Oleh karena Indonesia merupakan negara coastal fisheries, maka Menteri Susi berpendapat, tidak benar anggapan bahwa Indonesia harus memperbanyak armada-armada besar untuk ocean going fishing. “Indonesia bukan ocean going fishing, Indonesia adalah coastal fisheries,” tegasnya.

Menteri Susi juga menambahkan, KKP membuat aturan pembatasan kapal penangkap ikan berukuran maksimum 150 GT dan kapal penangkut maksimum 200 GT. Hal ini untuk mencegah agar ikan hasil tangkapan tidak langsung dibawa dan dijual ke luar negeri secara ilegal.

“Ada yang bilang, kalau begitu berarti membatasi kemajuan negara sendiri, lagian kita nangkapnya di high seas. Kalau di high seas, you) tidak perlu bendera Indonesia. High seas bukan milik negara mana pun. Tangkap saja di sana, silakan,” jelas Menteri Susi.

Pengaturan ini dianggap penting karena laut merupakan salah satu sumber daya alam yang dapat diperbaharui yang masih bisa dilestarikan, tidak seperti minyak dan tambang yang suatu waktu akan habis. Namun, jika tidak dijaga dengan baik, sumber daya laut ini juga dapat habis dan tidak dapat dinikmati generasi mendatang.

Menteri Susi menyakini, penerapan larangan, pembatasan, dan peraturan pada pengelolaan sumber daya alam yang dapat diperbaharui akan membuatnya lebih produktif. Oleh karena itu, beberapa daerah sudah menerapkan kearifan lokal sendiri dengan pengaturan sasi maupun hari libur menangkap ikan untuk menjaga produktivitasnya.
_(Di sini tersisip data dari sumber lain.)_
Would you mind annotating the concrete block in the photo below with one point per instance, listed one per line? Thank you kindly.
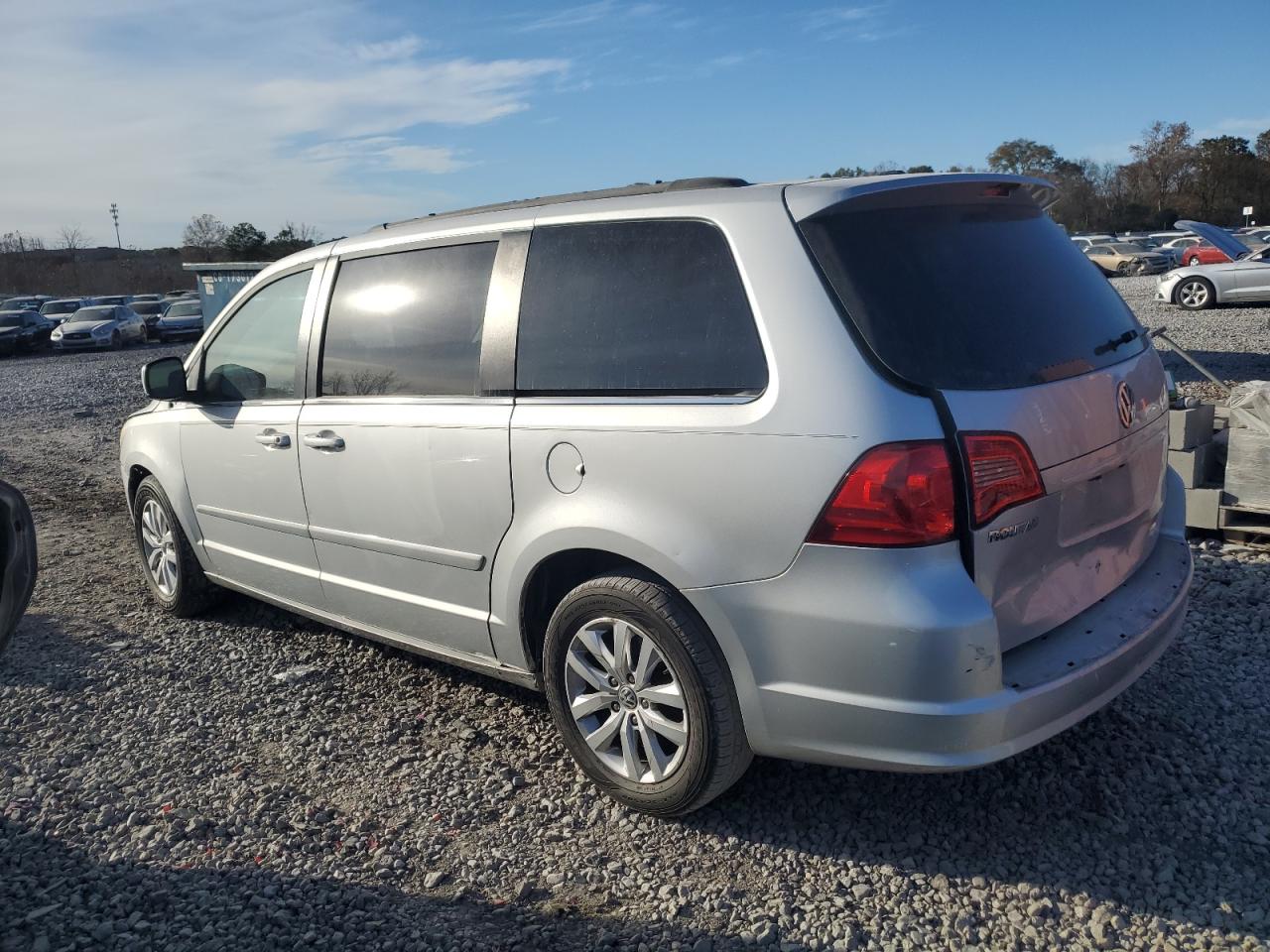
(1193, 465)
(1247, 468)
(1203, 508)
(1191, 428)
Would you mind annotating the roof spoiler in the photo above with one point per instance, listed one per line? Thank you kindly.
(806, 199)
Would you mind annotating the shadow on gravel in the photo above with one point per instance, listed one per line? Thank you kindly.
(60, 897)
(1224, 365)
(240, 610)
(1089, 816)
(44, 653)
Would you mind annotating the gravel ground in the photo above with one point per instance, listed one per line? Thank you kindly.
(162, 788)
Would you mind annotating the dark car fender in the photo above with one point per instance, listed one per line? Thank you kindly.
(18, 563)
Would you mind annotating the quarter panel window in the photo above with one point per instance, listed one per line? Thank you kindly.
(408, 324)
(254, 354)
(635, 307)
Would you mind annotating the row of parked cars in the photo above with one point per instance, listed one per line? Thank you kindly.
(32, 321)
(1155, 253)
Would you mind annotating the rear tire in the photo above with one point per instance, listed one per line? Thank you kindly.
(689, 670)
(175, 575)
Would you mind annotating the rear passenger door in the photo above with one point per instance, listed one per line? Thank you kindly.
(404, 436)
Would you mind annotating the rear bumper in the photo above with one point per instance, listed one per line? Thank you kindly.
(896, 666)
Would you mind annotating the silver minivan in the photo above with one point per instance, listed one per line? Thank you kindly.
(722, 468)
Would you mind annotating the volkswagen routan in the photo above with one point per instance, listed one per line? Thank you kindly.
(721, 468)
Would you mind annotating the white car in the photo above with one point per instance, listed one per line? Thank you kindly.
(100, 326)
(1246, 277)
(1086, 241)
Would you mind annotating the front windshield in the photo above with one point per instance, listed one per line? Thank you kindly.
(94, 313)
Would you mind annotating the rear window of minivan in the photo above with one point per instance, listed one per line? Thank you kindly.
(975, 295)
(635, 307)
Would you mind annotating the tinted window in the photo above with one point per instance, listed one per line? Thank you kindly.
(254, 354)
(635, 307)
(993, 296)
(408, 324)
“Di Sulsel, ikan terbang banyak diambil telurnya. Kalau telurnya diambil terus menerus tanpa libur, ikan terbangnya akan semakin berkurang, tidak ada lagi yang bisa diambil. Ikan terbang lain kan datangnya dari telurnya itu.”

Menteri Susi berpesan agar setiap kepala daerah yang berwenang mengatur pengelolaan sumber daya laut. Ia meyakini, masa depan bangsa tidak boleh digadaikan dan tidak boleh dikavling-kavling.

“Saya minta kalau bisa kerja sama Pemda, pengusahanya dipanggil, jangan ada portas, jangan ada lagi bom. Saya akan support pengelolaan yang berpihak kepada nelayan kecil, masyarakat, stakeholders, tidak hanya mengayomi industri besar. Lebih baik dibangun 100 kapal kecil dibandingkan 2 atau 3 kapal besar,” tandas Menteri Susi.

Senada dengan pesan Menteri Susi tersebut, Sekretaris Daerah Kabupaten Kepulauan Selayar, Marjani Sultan mengatakan bahwa nelayan Kepulauan Selayar sudah mulai menerapkan perikanan yang berkelanjutan dan lestari. “Alhamdulillah nelayan Selayar sudah mulai meninggalkan penangkapan kepiting bertelur. Kita juga terus menyosialisasikan agar masyarakat meninggalkan penggunaan bom, portas, dan sebagainya. Nelayan juga sudah mulai menggunakan alat tangkap yang ramah lingkungan,” ucap Marjani.